Borgos watched me pace in silence. The only other sound than our breathing and my feet padding softly on the carpet was the ticking of the clock hanging on the corner of the wall. Ticking very slowly...very, very slowly.
I swear the battery was dying, and when I suggested this to Borgos he rolled his eyes at me. Time slowed the closer it got to when I was supposed to pick up Clarissa.
Finally after centuries of torturous ticking, the clock reluctantly chimed 7:30.
I dashed out of the door, ignoring Borgos' gleeful exclamation of "yippee, the lunatic's gone!"
I practically jogged down the hall to Clarissa's room, and knocked on the door. Vaguely, I heard her yell through the door "It's open; I'll just be a minute longer!"
I stepped inside and waited; suddenly self-conscious again...did I really look okay? What if Borgos had planned some elaborate prank on me, and there was a splotch of red paint on the back of my suit? What if my hair was greasy? What if I really did look like a cross between a hedgehog and a penguin?
Clarissa's appearance stopped any thoughts skirting through my head though.

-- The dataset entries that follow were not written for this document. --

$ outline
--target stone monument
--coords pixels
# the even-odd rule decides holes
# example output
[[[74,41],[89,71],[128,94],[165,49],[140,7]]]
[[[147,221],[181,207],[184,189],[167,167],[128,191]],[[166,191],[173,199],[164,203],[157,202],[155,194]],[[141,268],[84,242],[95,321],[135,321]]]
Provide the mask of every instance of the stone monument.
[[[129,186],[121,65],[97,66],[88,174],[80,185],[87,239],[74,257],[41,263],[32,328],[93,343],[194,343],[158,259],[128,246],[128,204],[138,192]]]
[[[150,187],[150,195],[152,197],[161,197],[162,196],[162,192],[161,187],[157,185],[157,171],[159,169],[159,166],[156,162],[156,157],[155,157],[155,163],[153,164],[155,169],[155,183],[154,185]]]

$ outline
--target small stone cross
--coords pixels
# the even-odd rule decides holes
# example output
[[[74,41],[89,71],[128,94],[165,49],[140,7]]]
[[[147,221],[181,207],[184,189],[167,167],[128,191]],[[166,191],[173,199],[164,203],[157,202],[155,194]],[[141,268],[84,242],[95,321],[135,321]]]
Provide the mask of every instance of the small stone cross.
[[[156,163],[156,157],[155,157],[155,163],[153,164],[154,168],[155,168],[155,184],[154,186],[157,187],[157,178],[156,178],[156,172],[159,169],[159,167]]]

She wore a simple black dress that emphasized the square shape of her shoulders, and had a single little black satin bow on the dress' empire waist. She had black leather heels on, and her hair hung in loose curls which cascaded down her back. Her brown eyes were framed by dark lashes.
Wow.
I guess I'd been gaping, because she gave me an odd look and asked, "What? Don't you like it? I know I don't usually wear much make-up but I thought I'd dress up for once..."
YOU ARE READING
Code Name: Draconis [Ace Draconis - ON HOLD; see my updated profile for info!]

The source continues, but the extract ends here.